The poem starts with the area in the grip of a drought, the worst since “the banks went bad”; a reference to the drought and banking crisis of the early 1890s.
“If we don’t get three inches, man, Or four to break this drought, We’ll all be rooned,” said Hanrahan, “Before the year is out.”
In time, the rains “drummed a homely tune” on “iron roof and window-pane”. The problem then changed from drought to flood. “Banker” refers to a watercourse filled from bank to bank, unusual in Australia where many watercourses are ephemeral or only intermittently full.
And every creek a banker ran, And dams filled overtop; “We’ll all be rooned,” said Hanrahan, “If this rain doesn’t stop.”
“In God’s good time” the rain stopped and spring arrived with “harvest-hopes immense”. The “knee-deep” grass, while good for feeding livestock, brought to mind the risk of bushfire.

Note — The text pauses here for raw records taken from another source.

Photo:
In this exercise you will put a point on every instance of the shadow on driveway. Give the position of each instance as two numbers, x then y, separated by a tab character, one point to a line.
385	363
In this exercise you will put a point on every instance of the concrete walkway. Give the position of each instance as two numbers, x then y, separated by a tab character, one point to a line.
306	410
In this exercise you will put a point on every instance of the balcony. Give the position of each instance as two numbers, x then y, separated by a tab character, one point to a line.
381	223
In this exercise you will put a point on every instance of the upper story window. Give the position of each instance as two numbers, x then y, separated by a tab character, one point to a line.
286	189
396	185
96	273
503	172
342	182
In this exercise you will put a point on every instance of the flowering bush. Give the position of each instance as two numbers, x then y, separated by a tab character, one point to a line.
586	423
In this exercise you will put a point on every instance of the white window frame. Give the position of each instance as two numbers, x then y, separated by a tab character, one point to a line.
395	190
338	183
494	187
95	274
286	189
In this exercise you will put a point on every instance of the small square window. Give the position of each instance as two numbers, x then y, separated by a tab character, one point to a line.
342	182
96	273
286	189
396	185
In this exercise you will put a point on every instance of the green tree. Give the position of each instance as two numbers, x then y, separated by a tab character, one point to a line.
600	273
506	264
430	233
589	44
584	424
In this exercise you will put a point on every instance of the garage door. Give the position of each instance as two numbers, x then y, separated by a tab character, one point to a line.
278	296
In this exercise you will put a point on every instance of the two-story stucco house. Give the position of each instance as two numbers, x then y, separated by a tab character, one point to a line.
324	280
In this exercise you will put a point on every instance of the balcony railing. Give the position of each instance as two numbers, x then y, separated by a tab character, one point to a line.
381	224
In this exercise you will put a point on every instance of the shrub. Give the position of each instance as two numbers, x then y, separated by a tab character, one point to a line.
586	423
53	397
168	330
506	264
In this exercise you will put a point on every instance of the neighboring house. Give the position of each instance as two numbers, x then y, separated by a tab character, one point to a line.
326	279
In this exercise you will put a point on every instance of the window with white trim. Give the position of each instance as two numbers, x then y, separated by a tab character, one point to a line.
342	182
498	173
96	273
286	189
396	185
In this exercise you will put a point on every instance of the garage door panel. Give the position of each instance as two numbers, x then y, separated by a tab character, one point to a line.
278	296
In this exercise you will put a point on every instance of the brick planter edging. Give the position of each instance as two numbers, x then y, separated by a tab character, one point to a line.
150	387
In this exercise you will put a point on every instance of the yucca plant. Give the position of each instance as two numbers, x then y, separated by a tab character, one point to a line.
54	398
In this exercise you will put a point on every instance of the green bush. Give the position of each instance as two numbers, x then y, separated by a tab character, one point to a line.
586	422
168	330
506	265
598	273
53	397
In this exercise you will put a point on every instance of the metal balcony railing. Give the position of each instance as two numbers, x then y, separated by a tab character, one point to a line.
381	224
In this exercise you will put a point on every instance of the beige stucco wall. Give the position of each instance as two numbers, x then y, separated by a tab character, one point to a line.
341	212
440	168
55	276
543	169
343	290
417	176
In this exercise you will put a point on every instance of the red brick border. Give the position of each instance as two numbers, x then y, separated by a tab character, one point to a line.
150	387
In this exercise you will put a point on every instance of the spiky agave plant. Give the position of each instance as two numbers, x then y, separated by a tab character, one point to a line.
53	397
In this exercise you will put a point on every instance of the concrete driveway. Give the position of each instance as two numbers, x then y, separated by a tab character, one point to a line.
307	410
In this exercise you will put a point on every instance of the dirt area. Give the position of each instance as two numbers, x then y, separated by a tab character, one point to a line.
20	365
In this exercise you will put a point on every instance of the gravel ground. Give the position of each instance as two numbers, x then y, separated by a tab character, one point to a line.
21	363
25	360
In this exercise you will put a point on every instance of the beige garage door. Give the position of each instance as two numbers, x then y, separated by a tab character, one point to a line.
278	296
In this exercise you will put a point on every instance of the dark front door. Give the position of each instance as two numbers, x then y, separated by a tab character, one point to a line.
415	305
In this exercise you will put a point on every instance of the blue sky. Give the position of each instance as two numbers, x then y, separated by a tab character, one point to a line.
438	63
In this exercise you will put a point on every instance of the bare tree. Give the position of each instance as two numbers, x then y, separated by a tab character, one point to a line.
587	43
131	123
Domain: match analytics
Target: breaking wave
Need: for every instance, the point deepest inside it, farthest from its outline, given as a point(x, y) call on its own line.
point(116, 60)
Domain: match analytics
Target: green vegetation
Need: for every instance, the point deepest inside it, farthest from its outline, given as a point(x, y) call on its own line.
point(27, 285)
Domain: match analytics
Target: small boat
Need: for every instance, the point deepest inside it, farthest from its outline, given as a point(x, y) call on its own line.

“There’ll be bush-fires for sure, me man, There will, without a doubt; We’ll all be rooned,” said Hanrahan, “Before the year is out.”
The key refrain in the poem is “We’ll all be rooned” (“rooned” is a transcription of an Irish Australian pronunciation of “ruined”) which has entered the Australian lexicon as a dismissive response to predictions of disasters or hard times, especially those out of the control of the speakers.